DokBau
Conserving Knowledge from Heterogeneous Project Documentations
Conserving Knowledge from Text Documents
The long term use of construction experience and the therefore necessary documentation of knowledge is still an unresolved problem. The knowledge remains dispersed in a multitude of fragmented information, that are only to a limited state stored in well structured documents and notes. It can be assumed, that in the near future these diverse information will be present in electronic form, but still most of it will not be stored in stadardized documents, e.g. DTD in SGML. This is the starting point of our this research approach.
The project combines methods from the area of the semantic text analysis, Bayesian networks and the application of knowledge represented product models to structure project information. The goal is to get probabilistic descriptions of the implicit knowledge-structures imbedded in project corpora to generate knowledge maps of the documents and their content.
Document Analysis
The analysis of documents can be differentiated by the degree to which the documents are structured. We distinguish between standardised documents i.e. based on SGML and not explicitly structured documents.
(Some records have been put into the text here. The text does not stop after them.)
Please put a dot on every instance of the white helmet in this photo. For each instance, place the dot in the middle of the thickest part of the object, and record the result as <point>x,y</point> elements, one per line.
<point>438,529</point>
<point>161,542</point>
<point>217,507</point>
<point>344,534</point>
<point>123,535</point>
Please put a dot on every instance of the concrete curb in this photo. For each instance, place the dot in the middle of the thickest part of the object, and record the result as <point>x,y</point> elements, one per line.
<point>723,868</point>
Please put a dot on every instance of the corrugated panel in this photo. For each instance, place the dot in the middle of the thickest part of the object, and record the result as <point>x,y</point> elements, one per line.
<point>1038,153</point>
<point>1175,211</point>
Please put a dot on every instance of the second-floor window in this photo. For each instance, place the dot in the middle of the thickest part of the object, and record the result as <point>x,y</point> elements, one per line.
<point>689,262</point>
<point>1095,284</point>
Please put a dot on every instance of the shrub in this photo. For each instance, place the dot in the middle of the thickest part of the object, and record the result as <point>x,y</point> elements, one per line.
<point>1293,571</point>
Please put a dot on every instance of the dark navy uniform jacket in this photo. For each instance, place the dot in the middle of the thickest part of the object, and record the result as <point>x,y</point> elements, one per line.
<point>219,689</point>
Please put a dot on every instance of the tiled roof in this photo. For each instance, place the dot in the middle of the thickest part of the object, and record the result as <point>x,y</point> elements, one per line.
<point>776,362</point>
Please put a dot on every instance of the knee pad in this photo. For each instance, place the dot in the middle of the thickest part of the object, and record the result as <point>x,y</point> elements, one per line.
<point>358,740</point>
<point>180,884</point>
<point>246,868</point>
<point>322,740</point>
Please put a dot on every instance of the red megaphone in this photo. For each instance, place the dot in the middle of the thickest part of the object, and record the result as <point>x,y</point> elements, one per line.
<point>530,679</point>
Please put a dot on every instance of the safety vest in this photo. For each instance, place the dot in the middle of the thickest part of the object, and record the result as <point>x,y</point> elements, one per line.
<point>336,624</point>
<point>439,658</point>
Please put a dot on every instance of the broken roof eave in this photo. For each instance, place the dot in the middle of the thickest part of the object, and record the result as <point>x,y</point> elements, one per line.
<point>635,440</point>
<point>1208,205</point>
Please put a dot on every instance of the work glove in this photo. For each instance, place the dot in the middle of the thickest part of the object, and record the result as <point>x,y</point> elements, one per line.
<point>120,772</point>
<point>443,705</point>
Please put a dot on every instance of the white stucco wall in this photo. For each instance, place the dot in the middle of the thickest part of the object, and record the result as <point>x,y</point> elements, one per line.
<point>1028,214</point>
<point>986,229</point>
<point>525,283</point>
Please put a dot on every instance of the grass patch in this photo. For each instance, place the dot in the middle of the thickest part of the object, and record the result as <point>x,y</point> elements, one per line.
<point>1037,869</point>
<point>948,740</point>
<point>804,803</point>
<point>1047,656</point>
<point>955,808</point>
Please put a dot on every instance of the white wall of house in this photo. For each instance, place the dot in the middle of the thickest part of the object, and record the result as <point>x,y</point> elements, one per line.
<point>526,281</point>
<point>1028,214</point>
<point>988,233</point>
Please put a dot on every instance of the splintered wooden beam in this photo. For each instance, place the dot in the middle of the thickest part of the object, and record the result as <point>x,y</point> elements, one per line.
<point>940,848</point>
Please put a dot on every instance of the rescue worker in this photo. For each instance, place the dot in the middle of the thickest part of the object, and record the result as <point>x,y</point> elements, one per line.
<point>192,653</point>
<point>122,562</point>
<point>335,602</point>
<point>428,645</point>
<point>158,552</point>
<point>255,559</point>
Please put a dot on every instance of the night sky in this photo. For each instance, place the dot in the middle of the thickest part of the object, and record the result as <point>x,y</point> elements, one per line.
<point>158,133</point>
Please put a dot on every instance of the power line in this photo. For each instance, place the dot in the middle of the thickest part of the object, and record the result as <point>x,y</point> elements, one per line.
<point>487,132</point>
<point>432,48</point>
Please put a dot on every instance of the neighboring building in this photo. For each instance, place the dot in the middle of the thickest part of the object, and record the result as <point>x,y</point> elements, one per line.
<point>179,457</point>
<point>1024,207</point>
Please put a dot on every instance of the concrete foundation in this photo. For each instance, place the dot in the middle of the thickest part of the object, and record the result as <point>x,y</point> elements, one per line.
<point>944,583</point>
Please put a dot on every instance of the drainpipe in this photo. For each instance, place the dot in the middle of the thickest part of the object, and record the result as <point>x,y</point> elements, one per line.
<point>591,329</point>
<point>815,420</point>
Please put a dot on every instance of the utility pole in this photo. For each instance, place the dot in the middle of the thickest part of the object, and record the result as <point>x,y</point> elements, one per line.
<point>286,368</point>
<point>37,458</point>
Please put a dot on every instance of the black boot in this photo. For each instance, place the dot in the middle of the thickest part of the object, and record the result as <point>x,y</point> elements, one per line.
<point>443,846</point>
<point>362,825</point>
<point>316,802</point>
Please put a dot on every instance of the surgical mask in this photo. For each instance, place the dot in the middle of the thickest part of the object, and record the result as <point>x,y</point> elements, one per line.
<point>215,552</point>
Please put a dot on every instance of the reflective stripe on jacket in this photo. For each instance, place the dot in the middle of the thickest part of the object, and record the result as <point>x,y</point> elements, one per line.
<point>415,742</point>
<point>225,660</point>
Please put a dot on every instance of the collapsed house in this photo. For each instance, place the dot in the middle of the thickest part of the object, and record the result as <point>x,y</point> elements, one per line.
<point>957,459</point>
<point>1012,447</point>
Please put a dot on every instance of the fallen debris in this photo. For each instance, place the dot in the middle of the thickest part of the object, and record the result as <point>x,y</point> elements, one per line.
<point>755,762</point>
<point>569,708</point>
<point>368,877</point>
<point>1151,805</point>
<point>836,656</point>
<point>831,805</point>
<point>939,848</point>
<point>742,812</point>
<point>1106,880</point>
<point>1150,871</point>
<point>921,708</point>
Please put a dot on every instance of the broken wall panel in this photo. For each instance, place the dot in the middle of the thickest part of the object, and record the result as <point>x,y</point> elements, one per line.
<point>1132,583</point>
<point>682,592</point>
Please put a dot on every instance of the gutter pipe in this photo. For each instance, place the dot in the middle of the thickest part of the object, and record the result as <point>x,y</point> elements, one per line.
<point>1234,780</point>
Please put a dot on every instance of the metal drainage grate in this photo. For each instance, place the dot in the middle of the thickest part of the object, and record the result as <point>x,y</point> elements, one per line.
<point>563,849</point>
Our research approach focuses on the evaluation of the later freeform documents. It was motivated by a research effort by Dong and Agogino (Dong and Agogino, 1997) on learning ontologies from documentation. It is a two-phase approach. In a first step the single terms of the documents are indexed and their semantic relations are analysed. In a second step the documents are clustered in regard to the semantic analysis. These clusters now allow for further evaluation of the relations and interdependencies between the documents as well as for making hypotheses about their content. By clustering the documents a kind of hierarchical structure is generated, that can be interpreted as a product/process model extracted (learned) from the documentation. It is now possible to link the information from the freeform documentation with highly structured information kept in product databases. Thus, this approach can be seen as an attempt to mediate between the analysis of purely unstructured and highly standardized documents.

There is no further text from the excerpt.